3. Our first parents: We've been going to a small group meeting on the Catholicism series by Fr. Barron at our parish. Every other Saturday we meet to watch a part of the videos, have wine and cheese, and talk about the questions in the study guide. Last Saturday's session was about Aquinas' proofs from God, and one of the questions led to a discussion of Genesis and evolution. I said something about reading the Genesis account figuratively. I'm no creationist, and it seems to me that the order of creation in Genesis seems to correspond with roughly the story of creation told by secular scientists: light and darkness, land and water, fish and birds, land animals, people. But one member of our group declared, "Well, you have to believe in the Adam and Eve" and referred to Humani Generis, Pope Pius XII's document from 1950. Both his tone and positivism irked me a bit, so I did a little research.
Here's what I found:
A summary of a priest from Berkeley's thoughts.
The Catechism: "How to read the account of the fall
390 The account of the fall in Genesis 3 uses figurative language, but affirms a primeval event, a deed that took place at the beginning of the history of man.264 Revelation gives us the certainty of faith that the whole of human history is marked by the original fault freely committed by our first parents.265"
Fr. Longenecker's more vernacular explanation.

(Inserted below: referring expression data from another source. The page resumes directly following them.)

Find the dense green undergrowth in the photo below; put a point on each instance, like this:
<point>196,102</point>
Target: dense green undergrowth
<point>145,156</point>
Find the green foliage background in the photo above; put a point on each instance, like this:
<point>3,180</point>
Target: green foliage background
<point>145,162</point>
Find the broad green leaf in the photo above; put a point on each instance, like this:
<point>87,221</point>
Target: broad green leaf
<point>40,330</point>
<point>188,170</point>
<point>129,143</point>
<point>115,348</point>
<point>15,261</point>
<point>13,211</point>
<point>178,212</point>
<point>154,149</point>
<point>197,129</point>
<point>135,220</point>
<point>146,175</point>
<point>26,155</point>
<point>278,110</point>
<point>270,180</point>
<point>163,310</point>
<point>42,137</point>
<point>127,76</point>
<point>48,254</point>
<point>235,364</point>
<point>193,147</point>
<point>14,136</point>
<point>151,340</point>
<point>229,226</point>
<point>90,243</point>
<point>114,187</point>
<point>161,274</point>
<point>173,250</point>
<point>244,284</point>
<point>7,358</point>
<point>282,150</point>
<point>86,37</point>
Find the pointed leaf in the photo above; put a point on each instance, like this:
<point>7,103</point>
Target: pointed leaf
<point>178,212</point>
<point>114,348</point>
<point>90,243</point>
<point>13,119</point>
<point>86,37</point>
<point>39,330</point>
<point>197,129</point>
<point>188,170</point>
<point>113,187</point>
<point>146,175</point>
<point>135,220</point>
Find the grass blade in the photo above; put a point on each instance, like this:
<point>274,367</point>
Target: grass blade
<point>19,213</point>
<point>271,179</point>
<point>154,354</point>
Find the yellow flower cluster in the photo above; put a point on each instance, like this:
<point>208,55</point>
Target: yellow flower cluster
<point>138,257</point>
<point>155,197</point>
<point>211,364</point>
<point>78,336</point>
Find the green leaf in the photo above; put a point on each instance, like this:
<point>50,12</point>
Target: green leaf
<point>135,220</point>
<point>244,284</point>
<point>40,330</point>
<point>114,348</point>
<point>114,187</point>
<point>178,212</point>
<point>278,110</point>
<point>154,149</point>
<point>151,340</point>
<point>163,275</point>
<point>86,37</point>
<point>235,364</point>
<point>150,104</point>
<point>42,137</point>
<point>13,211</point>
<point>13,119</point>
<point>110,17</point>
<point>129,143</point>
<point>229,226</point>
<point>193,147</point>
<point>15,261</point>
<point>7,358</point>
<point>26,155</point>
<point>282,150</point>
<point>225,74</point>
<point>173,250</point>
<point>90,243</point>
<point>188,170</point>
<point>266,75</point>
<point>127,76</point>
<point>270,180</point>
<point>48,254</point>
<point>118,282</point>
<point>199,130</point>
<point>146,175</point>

If I think about this too hard, my head begins to spin. And to what extent does the timing of creation really matter? Sometimes I wonder if my faith suffers from a tendency to de-personalize God, to make Him into a metaphor. I don't hesitate to believe that God exists, but I struggle to identify with or to feel the loving language of relationship with God that some writers use, as is the idea that "God wills" certain events. I prefer "God allows." But "I prefer" sounds so ego-centric. Humility in this: "I don't know."
4. Downton Abbey: I think I'm done with this show. We watched the first episode of Season 4, and then I read spoilers about the 2nd. I don't think I want to commit any more time to watching. I'd rather read a good book. And then the high schoolers have gotten into watching BBC Sherlock Holmes episodes, which are pretty fun, too.
5. Interesting articles about literature I came across lately: http://www.patheos.com/blogs/goodletters/2014/01/the-contemporary-novel-of-belief-part-2/
http://dgmyers.blogspot.com/2014/01/academe-quits-me.html
Both of these are two part posts.
And now to get back to work on more pressing things, like dishes and laundry.